Location: Deepwater Gulf of Mexico, USA
Water Depth: Up to 160m
This project was an offshore trial conducted to test Welaptega’s 3D Modeling technology as applied to SCR FlexJoint inspection. The ultimate objective was to establish a means to better identify areas of concern, and to quantify any anomalies such that their progression can be tracked between subsequent inspections.
The trial took place on two SPAR facilities in the Gulf of Mexico. The FlexJoint is a steel-elastomer assembly designed to reduce motion-induced stresses in SCRs. The figure below shows a cross-section and installation drawing of a FlexJoint; notice the section labeled “Flex Element” in the cross-section drawing as this is the focus of the inspection work.
The trial was conducted using the Welaptega 3D Modeling system mounted on FlexJoint inspection skid, developed by Seanic Ocean Systems, and deployed via a work class ROV. Inspections were conducted on a 24-inch Oil Export riser and a 10-inch Gas Export riser. Anomalies found on in-service FlexJoints are typically either bulges or cuts/abrasions on the cover rubber stretched over the flex element. Anomalies in the cover rubber tend to indicate problems in the elastomeric flex element itself, which allows relative motion between upper and lower riser sections while preventing the release of hydrocarbons.
Figure 1: Cross-section and installation drawings of SCR FlexJoint (Courtesy of Lloyd’s Register)
Procedure
Welaptega’s 3D Modeling equipment (2-camera, 2-light array) was mounted in a custom designed frame to fit on the existing FlexJoint inspection tool operated by Seanic Ocean Systems. Figure 12, below, shows the equipment mounted to Seanic tool, situated on the riser extension below the FlexJoint.
Figure 2: Inspection assembly mounted to trial FlexJoint
As shown in the figure above, the Seanic tool (4) clamps to the riser and the camera-light assembly (3) is able to clock around the riser (2) capturing photos of the entire flex element (hidden within the FlexJoint Body {1}).
The following figure shows a screen shot of a 360° model processed from several dozen images taken in the onshore trial; the 12” riser is seen in the middle of the frame with the flex element, the black surface textured with circumferential rings, extending radially outward until meeting with the steel body of the FlexJoint.

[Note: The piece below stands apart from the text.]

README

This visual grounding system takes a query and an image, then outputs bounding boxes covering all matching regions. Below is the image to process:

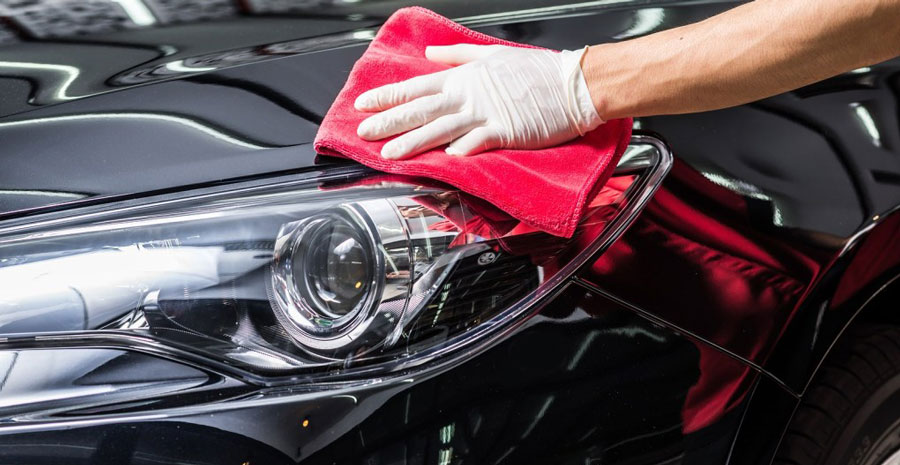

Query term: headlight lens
[0,137,659,382]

Figure 3: 360° FlexJoint model (onshore trial)
To verify dimensional accuracy, rubber pads with anomalies of known dimensions were placed on the flex element and used to test the accuracy of the finished models. The following figure shows one such anomaly applied to the flex element, from which sub-millimeter accuracy was verified. In addition to planar measurements, cross-sections can be taken to measure depth of indentations and protrusions.
Figure 4: 3D model of simulated flex element anomalies to verify dimensional accuracy (onshore trial)
Successful offshore trials on two in-service FlexJoints were completed following the onshore trial. The now proven technology has been fully incorporated as part of the ongoing FlexJoint inspection initiative.
The 3D models will add value to FlexJoint inspection by quantifying anomalies and facilitating the tracking of the progression of anomalies over time. Additional inspection campaigns are planned for FlexJoints installed in the North Sea and West Africa.